“Mr. Charmond was a rich man, engaged in the iron trade in the north, twenty or thirty years older than she. He married her and retired, and came down here and bought this property, as they do nowadays.”
“Yes, yes—I know all about that; but the other I did not know. I fear it bodes no good. For how can I go and appeal to the forbearance of a woman in this matter who has made cross-loves and crooked entanglements her trade for years? I thank ye, Giles, for finding it out; but it makes my plan the harder that she should have belonged to that unstable tribe.”
Another pause ensued, and they looked gloomily at the smoke that beat about the hurdles which sheltered them, through whose weavings a large drop of rain fell at intervals and spat smartly into the fire. Mrs. Charmond had been no friend to Winterborne, but he was manly, and it was not in his heart to let her be condemned without a trial.
“She is said to be generous,” he answered. “You might not appeal to her in vain.”

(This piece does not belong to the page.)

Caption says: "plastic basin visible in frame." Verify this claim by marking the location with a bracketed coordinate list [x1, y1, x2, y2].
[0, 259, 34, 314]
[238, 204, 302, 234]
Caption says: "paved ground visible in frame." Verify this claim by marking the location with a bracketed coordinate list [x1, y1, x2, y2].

“It shall be done,” said Melbury, rising. “For good or for evil, to Mrs. Charmond I’ll go.”
CHAPTER XXXII.
At nine o’clock the next morning Melbury dressed himself up in shining broadcloth, creased with folding and smelling of camphor, and started for Hintock House. He was the more impelled to go at once by the absence of his son-in-law in London for a few days, to attend, really or ostensibly, some professional meetings. He said nothing of his destination either to his wife or to Grace, fearing that they might entreat him to abandon so risky a project, and went out unobserved. He had chosen his time with a view, as he supposed, of conveniently catching Mrs. Charmond when she had just finished her breakfast, before any other business people should be about, if any came. Plodding thoughtfully onward, he crossed a glade lying between Little Hintock Woods and the plantation which abutted on the park; and the spot being open, he was discerned there by Winterborne from the copse on the next hill, where he and his men were working. Knowing his mission, the younger man hastened down from the copse and managed to intercept the timber-merchant.
“I have been thinking of this, sir,” he said, “and I am of opinion that it would be best to put off your visit for the present.”
But Melbury would not even stop to hear him. His mind was made up, the appeal was to be made; and Winterborne stood and watched him sadly till he entered the second plantation and disappeared.
Melbury rang at the tradesmen’s door of the manor-house, and was at once informed that the lady was not yet visible, as indeed he might have guessed had he been anybody but the man he was. Melbury said he would wait, whereupon the young man informed him in a neighborly way that, between themselves, she was in bed and asleep.